Art. 6o A violência doméstica e
familiar contra a mulher constitui uma das formas de violação dos direitos
humanos.
CAPÍTULO II
DAS FORMAS DE VIOLÊNCIA
DOMÉSTICA E FAMILIAR CONTRA A MULHER
Art. 7o São formas de violência
doméstica e familiar contra a mulher, entre outras:
I - a violência física, entendida como
qualquer conduta que ofenda sua integridade ou saúde corporal;
II - a violência psicológica, entendida
como qualquer conduta que lhe cause dano emocional e diminuição da autoestima
ou que lhe prejudique e perturbe o pleno desenvolvimento ou que vise degradar
ou controlar suas ações, comportamentos, crenças e decisões, mediante ameaça, constrangimento,
humilhação, manipulação, isolamento, vigilância constante, perseguição contumaz,
insulto, chantagem, ridicularização, exploração e limitação do direito de ir e
vir ou qualquer outro meio que lhe cause prejuízo à saúde psicológica e à
autodeterminação;
III - a violência sexual, entendida
como qualquer conduta que a constranja a presenciar, a manter ou a participar
de relação sexual não desejada, mediante intimidação, ameaça, coação ou uso da
força; que a induza a comercializar ou a utilizar, de qualquer modo, a sua sexualidade,
que a impeça de usar qualquer método contraceptivo ou que a force ao matrimônio,
à gravidez, ao aborto ou à prostituição, mediante coação, chantagem, suborno ou
manipulação; ou que limite ou anule o exercício de seus direitos sexuais e
reprodutivos;
IV - a violência patrimonial, entendida
como qualquer conduta que configure retenção, subtração, destruição parcial ou
total de seus objetos, instrumentos de trabalho, documentos pessoais, bens, valores
e direitos ou recursos econômicos, incluindo os destinados a satisfazer suas
necessidades;
V - a violência moral, entendida como
qualquer conduta que configure calúnia, difamação ou injúria.” (BRASIL. Lei no
11.340, de 7 de agosto de 2006 (denominada Maria da Penha).
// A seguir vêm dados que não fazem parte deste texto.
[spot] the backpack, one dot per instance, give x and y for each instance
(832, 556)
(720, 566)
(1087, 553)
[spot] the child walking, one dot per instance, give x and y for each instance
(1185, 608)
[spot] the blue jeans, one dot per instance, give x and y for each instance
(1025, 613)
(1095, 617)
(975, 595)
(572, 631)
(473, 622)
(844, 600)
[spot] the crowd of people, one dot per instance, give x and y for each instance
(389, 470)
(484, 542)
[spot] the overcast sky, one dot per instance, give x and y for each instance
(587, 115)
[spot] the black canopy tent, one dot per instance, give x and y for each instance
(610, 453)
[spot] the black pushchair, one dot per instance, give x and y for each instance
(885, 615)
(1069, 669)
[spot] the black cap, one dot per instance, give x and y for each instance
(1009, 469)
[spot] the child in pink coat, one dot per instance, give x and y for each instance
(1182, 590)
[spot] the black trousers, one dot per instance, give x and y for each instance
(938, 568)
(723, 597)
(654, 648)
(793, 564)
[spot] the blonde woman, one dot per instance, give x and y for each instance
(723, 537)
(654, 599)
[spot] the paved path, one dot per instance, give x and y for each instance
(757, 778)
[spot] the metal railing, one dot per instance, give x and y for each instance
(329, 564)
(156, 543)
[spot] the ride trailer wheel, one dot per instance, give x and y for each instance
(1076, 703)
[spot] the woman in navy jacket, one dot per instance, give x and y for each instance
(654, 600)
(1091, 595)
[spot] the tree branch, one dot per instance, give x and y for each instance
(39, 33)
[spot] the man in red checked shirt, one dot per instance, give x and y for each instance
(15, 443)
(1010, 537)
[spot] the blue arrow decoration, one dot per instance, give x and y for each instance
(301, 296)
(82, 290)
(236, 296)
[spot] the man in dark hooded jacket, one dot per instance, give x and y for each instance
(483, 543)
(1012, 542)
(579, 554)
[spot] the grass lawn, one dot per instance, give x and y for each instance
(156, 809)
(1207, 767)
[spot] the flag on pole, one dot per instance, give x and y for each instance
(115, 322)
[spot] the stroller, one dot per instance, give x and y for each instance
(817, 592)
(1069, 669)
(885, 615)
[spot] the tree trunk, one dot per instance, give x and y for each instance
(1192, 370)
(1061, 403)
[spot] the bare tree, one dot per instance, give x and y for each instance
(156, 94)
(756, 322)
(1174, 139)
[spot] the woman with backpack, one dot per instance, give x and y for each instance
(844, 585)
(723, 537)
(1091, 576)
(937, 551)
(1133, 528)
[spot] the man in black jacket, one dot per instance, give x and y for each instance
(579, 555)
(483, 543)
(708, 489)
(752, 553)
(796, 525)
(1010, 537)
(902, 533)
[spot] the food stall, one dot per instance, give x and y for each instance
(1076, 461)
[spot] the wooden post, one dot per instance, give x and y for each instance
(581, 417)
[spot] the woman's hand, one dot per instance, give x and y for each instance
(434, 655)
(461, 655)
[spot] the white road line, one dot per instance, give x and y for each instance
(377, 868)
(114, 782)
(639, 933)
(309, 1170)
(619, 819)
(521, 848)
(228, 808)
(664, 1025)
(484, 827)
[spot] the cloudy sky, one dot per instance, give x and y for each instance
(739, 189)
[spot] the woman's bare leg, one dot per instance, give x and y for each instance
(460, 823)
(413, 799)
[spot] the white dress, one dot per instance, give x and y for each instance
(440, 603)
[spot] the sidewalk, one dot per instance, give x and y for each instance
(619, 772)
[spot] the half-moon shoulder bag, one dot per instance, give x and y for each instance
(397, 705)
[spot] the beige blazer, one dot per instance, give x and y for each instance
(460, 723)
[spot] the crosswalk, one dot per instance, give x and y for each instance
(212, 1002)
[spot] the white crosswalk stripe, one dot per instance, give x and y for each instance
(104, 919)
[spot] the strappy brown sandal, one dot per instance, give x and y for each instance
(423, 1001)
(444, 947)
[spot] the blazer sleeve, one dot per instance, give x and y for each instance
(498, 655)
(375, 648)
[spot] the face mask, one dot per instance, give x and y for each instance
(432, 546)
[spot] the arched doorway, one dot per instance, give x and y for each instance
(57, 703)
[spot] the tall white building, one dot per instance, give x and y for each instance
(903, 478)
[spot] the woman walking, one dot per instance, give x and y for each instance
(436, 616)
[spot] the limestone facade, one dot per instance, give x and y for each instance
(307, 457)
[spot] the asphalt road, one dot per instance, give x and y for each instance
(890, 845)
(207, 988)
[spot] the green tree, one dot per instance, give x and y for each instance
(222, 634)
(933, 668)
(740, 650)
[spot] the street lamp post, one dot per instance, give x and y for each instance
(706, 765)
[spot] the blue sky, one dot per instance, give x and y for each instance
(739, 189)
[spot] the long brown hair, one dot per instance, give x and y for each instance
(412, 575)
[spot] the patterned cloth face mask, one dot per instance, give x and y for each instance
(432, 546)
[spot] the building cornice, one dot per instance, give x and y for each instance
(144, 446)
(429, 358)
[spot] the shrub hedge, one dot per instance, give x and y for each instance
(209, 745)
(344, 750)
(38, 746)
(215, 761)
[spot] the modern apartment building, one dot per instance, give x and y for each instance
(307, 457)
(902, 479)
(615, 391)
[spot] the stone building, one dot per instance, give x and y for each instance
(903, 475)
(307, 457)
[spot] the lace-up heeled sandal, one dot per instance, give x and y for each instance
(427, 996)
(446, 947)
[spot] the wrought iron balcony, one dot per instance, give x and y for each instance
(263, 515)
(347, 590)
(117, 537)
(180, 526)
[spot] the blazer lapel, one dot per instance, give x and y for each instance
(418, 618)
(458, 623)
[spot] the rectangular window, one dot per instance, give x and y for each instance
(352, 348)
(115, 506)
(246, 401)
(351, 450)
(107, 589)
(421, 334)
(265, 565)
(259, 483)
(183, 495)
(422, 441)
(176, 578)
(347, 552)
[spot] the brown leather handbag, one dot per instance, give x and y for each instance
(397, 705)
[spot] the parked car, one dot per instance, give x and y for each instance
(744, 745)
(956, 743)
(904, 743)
Disponível em: .
Acesso em: 3 dez. 2013)
É fato que, nas últimas décadas, temos
testemunhado importantes mudanças na maneira como são definidos os papéis de
homens e mulheres. Entretanto, no mercado de trabalho remunerado, em casa, nos
cargos governamentais e em todas as outras esferas da vida, os homens tendem a
possuir mais poder e autoridade do que as mulheres. Padrões cotidianos de
dominação de gênero, vistos como legítimos pela maioria das pessoas, estão
embutidos em nossas normas de namoro, sexo, família e trabalho. A partir desse
ponto de vista, a agressão masculina contra as mulheres é simplesmente a
expressão da autoridade masculina por outros meios. [...] muitos aspectos de
nossa cultura legitimam a dominação masculina, fazendo-a parecer válida ou
apropriada. Por exemplo, pornografia, piadas sobre mulheres, assobios e olhares
maliciosos podem parecer simples exemplos de jogos inofensivos. Em um nível
sociológico mais sutil, entretanto, são sinais da adequação da submissão das mulheres
aos homens [...]. A famosa frase “estou brincando” tem um custo. (BRYM, Robert J. et al. Sociologia:
sua bússola para o novo mundo. São Paulo: Cengage Learning, 2008. p. 275.)